Logo abaixo, uma lista com treze itens anunciava o Natal mais abastado de nossas vidas. Só de entradas foram sete, isso sem contar o que beliscamos antes de chegar à távola principal.

Frutas com presunto cru deram a largada. Maionese de batatas e atum veio em seguida. Quando os pratos estavam limpos, serviram-nos salada feita de grãos. Naquele momento, achei conveniente avisar a anfitriã que poderia servir o salpicão que nós tínhamos levado como uma pequena amostra da culinária do Brasil. Seguimos com carne crua; queijo fresco com nozes e mel; pimentão assado ao molho de alho e aliche. Vencemos a primeira etapa do almoço por volta da três da tarde com uma massa folhada, recheada de repolho e linguiça. Isso mesmo, colocamos um pézinho na Alemanha no final do primeiro tempo, mas logo voltamos pra Itália depois do intervalo.

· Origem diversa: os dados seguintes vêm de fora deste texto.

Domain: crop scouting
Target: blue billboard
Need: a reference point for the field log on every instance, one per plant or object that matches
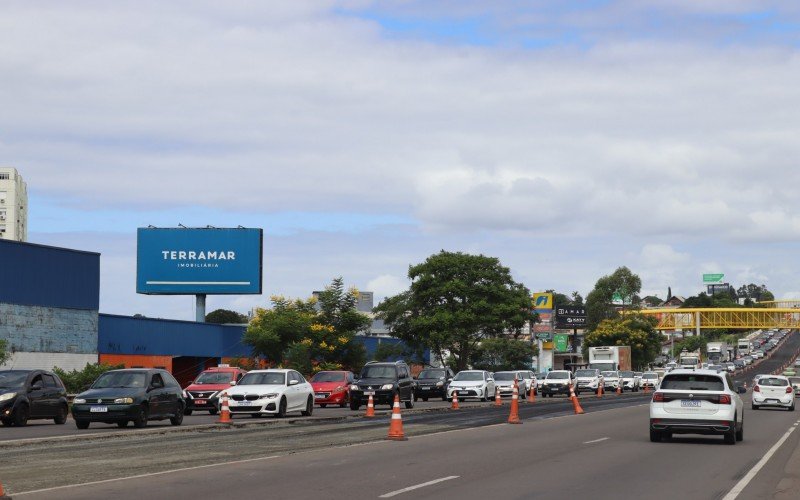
(191, 261)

Meia hora depois, os que haviam se levantado no intuito de ajudar a gravidade agir no sistema digestivo, foram convocados a se sentar novamente. Era hora de degustarmos o primeiro prato principal. Mariela preparou orecchiette, uma massa curta típica da Puglia, em duas versões. A primeira com um saboroso molho al ragù; a segunda com aliche e um vegetal originário do sul da Itália, conhecido como cime di rappa. Foi a primeira vez que provamos essa espécie de brócolis com grandes ramas e um sabor um pouco amargo que combinou perfeitamente com o peixe salgado.

A essa altura do almoço eu já estava empanzinada até a última célula da minha composição enquanto Vinicius seguia firme e forte no ritmo dos Italianos.

Fizemos mais uma breve pausa para os preparos finais dos pratos que compunham a terceira e última rodada de comida. O cabrito e o coelho estavam no forno. A alcachofra recheada  previamente pronta estava sendo aquecida.

Enquanto isso, aportaram à mesa lichias, tangerinas, amendoins, avelãs e amêndoas, alguns tira-gostos pra não perdermos o embalo.

Natal na Itália
Detalhes da mesa de Natal
Natal na Itália
Caldo de Cappelletti
Natal na Itália
Orechiette ao Ragù | Garrafa de 3 litros de espumante | Cartela de Bingo azarada

Nessa hora eu já havia decretado estado de coma alimentar. Nem água passava mais pela minha garganta. No terceiro tempo eu fiquei apenas de espectadora, fascinada com a facilidade que os italianos tinham de ingerir comida atrás de comida – e também vinho, é claro – sem aparentar qualquer desconforto.

O que teria acontecido com a minha carga genética? Afinal, como bisnetas de italianos eu tinha o dever de honrar as tradições dos meus ascendentes! Infelizmente não logrei o meu intento, não consegui provar de tudo um pouco.

Ao menos o Vi manteve o nome da família e me representou muito bem quando chegou o prato feito com alcachofras que eu tanto gosto e que pela primeira vez na vida recusei, não sem me lamentar.

Mas nem tudo estava perdido. Consegui me recompor a tempo para provar os doces. Já passava das cinco quando abriram uma nova garrafa de champagne e cortaram um bolo de massa branca com muita nata e uma torta de avelãs e chocolate.

Mencionei a travessa com folhas verdes? E a de castanhas portuguesas assadas? Sim, elas também deram o ar da graça em algum momento desse almoço que eu não sei precisar.  

Três horas mais tarde, depois de algumas partidas de bingo em que eu fiquei no vermelho e Vinicius ganhou dois euros, foi anunciado o jantar. Naquela altura, eu já sabia que eles não estavam brincando e que mesmo tendo beliscado tangerinas, lichias e avelãs durante todo o jogo, os italianos iam sentar-se novamente em volta da mesa para comer, mais uma vez.

Antes que a gente seja julgado como folgados, é preciso dizer que o jantar estava incluso no convite que nos foi feito, assim como no cardápio que permanecia na mesa. “Para o jantar, serviremos o tradicional caldo de cappelletti e cotechino com purê”, dizia a frase logo abaixo do desenho do papai noel.

Depois de traçar os pratos anunciados, teve gente que ainda pediu repeteco do que havia sobrado do almoço. Nosso salpicão agradou a italianada e voltou a circular na mesa.

Era 23 horas quando a festa terminou e voltamos para casa.

Em resumo, foram dez horas comendo, conversando e celebrando a vida em volta de uma mesa.

Depois disso, com conhecimento de causa eu digo aos que querem manter a reputação de bom anfitrião: na presença de um italiano, não esqueça de dobrar o cardápio.